As you can tell by now, we're already looking at three major potential failure points, each of which has hundreds of failure points within themselves, which is why they are subject to extremely strict maintenance.
Now let's assume that something has gone wrong, and the system has failed. The reason for this could be a fluke, lack of maintenance, poor system management, lack of management, inexperienced or inadequately trained staff or contractors, etc. The investigation will reveal all that in due course.

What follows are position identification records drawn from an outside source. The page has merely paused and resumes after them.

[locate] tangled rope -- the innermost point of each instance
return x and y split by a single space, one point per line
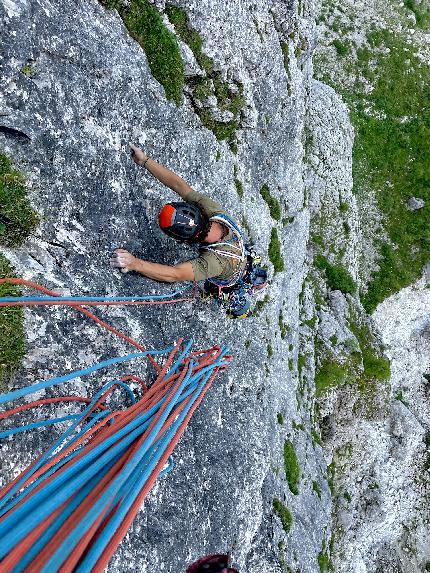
70 509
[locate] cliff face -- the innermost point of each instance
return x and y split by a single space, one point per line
250 473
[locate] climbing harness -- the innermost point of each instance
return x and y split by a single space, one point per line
233 294
72 506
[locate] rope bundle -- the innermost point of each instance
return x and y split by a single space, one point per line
70 509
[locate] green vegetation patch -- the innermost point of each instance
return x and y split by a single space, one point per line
260 304
391 149
331 374
376 366
17 221
12 336
337 277
324 560
283 326
284 514
342 48
292 467
273 203
317 488
275 251
421 11
146 26
17 218
228 98
239 187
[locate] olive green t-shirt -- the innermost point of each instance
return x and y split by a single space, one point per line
210 264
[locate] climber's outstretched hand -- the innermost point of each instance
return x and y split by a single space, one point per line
122 260
137 154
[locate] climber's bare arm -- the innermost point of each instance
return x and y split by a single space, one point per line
126 262
164 175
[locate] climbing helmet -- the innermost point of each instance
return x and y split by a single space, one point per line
184 222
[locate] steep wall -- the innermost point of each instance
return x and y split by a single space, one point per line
310 452
76 88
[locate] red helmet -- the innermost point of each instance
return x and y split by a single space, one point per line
184 222
212 564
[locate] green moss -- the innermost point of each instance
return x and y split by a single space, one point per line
17 221
178 17
301 363
324 560
17 218
337 277
286 55
421 11
376 367
287 221
311 322
331 476
12 336
228 99
272 202
239 187
342 48
284 514
246 226
316 488
260 304
283 327
318 240
28 70
392 116
275 251
292 467
146 26
316 437
297 426
330 375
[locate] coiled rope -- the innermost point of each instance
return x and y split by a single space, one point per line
70 509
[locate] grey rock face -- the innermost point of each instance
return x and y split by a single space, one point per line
414 203
91 93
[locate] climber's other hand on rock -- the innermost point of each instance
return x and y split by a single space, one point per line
122 260
137 154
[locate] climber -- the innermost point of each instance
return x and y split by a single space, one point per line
223 260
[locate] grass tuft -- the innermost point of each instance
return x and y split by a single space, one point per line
338 278
146 26
284 514
275 255
12 336
272 202
292 467
228 99
17 218
17 221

Anyway. The supply has now failed, and the failover systems have failed to switch to another supply for whatever reason. This power supply will likely have many
interlocked safety systems connected to it, the purpose of this is to turn off other circuits or systems to prevent damage or injury to staff or other systems. Depending on how the system is configured, this could have a chain reaction and what may have led to the whole airport shutting down. For reference, this whole process will likely have taken less than a couple of seconds.

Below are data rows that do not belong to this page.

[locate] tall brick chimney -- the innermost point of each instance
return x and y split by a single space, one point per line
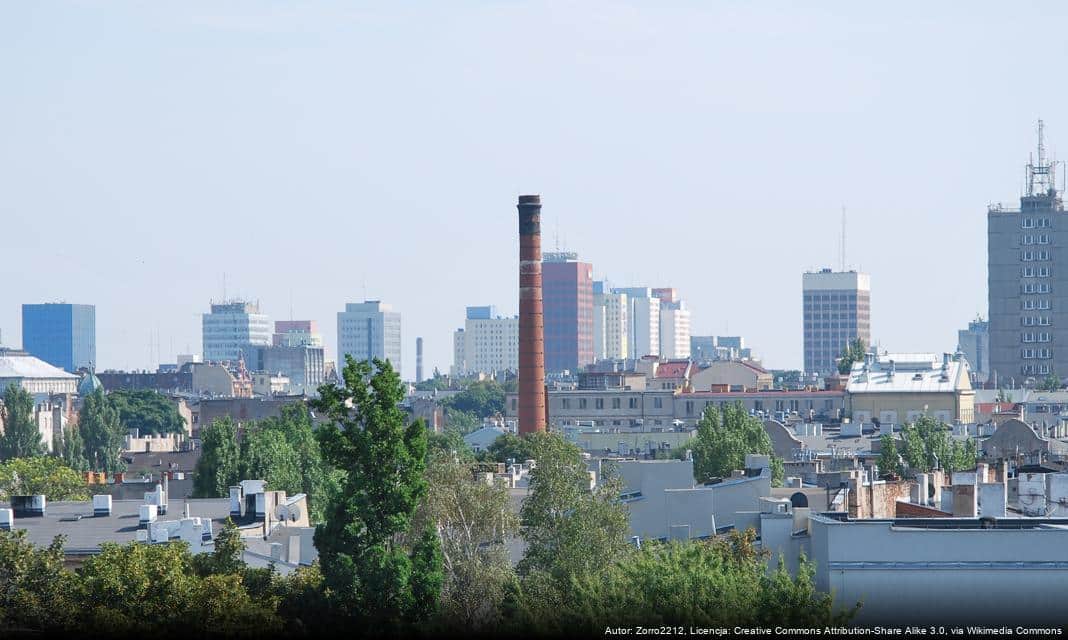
532 409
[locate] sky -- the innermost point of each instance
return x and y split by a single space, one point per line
311 154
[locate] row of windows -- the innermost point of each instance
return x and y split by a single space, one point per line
1035 255
1041 354
1032 337
1035 239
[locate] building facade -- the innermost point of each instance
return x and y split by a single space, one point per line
487 343
974 342
370 329
1027 277
232 328
836 310
610 324
567 295
62 334
643 322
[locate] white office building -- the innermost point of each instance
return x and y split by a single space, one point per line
487 343
643 322
367 330
611 329
233 328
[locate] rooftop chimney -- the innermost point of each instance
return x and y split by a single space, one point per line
532 414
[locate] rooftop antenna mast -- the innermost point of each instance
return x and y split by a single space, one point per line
843 237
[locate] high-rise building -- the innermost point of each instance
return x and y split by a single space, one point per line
974 342
567 293
297 333
232 328
674 324
487 343
1027 279
837 310
610 323
62 334
643 322
368 329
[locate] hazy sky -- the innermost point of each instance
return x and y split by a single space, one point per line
318 153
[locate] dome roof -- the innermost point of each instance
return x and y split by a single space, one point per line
89 384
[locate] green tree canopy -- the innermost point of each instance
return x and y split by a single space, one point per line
101 433
375 566
724 437
21 438
219 465
45 475
851 353
148 411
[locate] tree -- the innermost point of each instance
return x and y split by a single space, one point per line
21 438
568 527
218 467
853 352
473 520
889 463
375 566
101 433
148 411
44 475
723 440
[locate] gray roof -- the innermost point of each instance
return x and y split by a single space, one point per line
20 364
87 534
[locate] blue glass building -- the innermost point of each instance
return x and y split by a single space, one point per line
63 336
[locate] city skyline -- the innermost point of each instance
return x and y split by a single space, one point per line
283 147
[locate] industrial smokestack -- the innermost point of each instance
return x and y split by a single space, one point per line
532 414
419 360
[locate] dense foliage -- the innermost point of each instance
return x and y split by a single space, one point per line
377 567
20 436
44 475
723 439
148 411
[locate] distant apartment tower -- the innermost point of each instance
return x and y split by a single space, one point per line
487 343
232 328
567 294
643 318
674 324
297 333
1027 280
62 334
367 330
837 310
974 342
610 323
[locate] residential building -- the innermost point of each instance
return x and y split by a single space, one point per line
296 359
232 328
611 323
974 342
836 310
674 329
643 322
733 375
62 334
1027 277
34 375
567 295
370 329
487 343
898 388
297 333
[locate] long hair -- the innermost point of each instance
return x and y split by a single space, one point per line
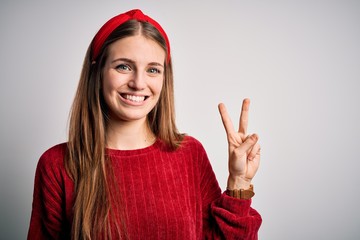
86 161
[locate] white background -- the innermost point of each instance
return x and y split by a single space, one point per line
298 61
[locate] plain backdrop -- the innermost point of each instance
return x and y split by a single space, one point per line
298 62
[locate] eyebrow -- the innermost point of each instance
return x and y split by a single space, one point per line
133 62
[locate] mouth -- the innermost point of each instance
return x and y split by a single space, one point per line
134 98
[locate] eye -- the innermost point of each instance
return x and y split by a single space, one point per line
123 67
154 70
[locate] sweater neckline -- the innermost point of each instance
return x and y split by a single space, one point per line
118 152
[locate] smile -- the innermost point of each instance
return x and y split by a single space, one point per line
134 98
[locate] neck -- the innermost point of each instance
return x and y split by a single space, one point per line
129 135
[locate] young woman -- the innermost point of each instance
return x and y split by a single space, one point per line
126 172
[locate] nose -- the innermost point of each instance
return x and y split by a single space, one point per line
138 81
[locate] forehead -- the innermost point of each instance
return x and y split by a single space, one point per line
137 48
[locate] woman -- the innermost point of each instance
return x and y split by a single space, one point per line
126 172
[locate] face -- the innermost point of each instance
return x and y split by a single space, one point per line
133 78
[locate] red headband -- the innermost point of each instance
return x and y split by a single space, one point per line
116 21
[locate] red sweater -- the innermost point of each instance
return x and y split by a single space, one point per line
166 195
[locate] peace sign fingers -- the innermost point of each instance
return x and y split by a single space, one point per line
244 116
233 137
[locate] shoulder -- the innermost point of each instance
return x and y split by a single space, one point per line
53 158
192 145
190 141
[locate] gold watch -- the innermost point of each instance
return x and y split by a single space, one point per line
241 193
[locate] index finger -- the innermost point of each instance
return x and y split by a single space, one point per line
244 116
226 119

So now you're sat with a dead airport, nobody knows why, everyone's panicking and you need to get this back online. Your first thought will be to simply swap to another supply and voila, you're singing and dancing. The reality is that you have no idea what caused the power to fail, so you start investigating. First thing you do is call UKPN to see if the issue is on their end. They inform you of the transformer fire, but you know you have more supplies available to you so simply switch over to one of those right? No, because the
inrush current on a system the size of Heathrow will be enough to take out an entire substation, so what'll happen if you do that is that hundreds or even thousands of safety devices will activate, tripping the power to thousands of circuits across the airport. There will be no rhyme or reason either, they will just pop at random, so you'll need to check every single circuit in the airport and manually switch them back on.
This is of course not ideal, so you do a controlled restart. This means physically walking the entire airport and turning off all the distribution boards or LV panels as stipulated in your
emergency startup procedures - assuming of course that these are in place, current, applicable and that your staff are all competent and trained to the levels of knowing what to do.
This process, also known as load shedding, will take hours, and many staff. Once you've turned everything off, you can swap over to the secondary incoming supply, and then slowly start reinstating all the circuits one at a time so you're not hammering the hell out of a supply that likely hasn't been used in years.
Once you've reinstated all the power, you then need to check the entire electrical infrastructure, as you'll have loads of switches that will need manual resetting, and most likely all the generators will still be running as these often require manual shutdowns after activation.
This is just the engineering side of things. Now the other teams will need to jump in to action. The security teams will need to bring their CCTV systems online, as well as their access control kit (door locks, swipes, main PCs, etc). The cleaning crew will need to do a full tour of the airport to make sure that any leaks or spillages are cleaned up (sensor taps are spectacular for staying on in the event of a power failure for example), the UKBA will need to get all their systems online, body scanners, passport scanners, PCs, the lot. This again will take hours.
All of the above makes a ton of assumptions, most notably that everything starts up perfectly and no further works are required, which for a system the size of Heathrow will be the same odds as winning the lottery. Not to mention how all the ancillary systems respond to power outages. I'd have thought that things like body scanners might not like having their power randomly killed, but then these might have their own local UPS systems, who knows.
The above is a very,
very broad guesstimate of what happened. I don't know their systems, staff, maintenance regimes, etc, so I can only apply what I do know, and fill in the gaps with a lot of assumptions.
Only once the above is all completed can the investigation begin, which is likely what's happening now.
What I will say is that the whole reinstatement might have gone like clockwork, given the scale of the shutdown and the works involved to get all the systems back online, I must admit that turning it all around in that short a time is quite impressive.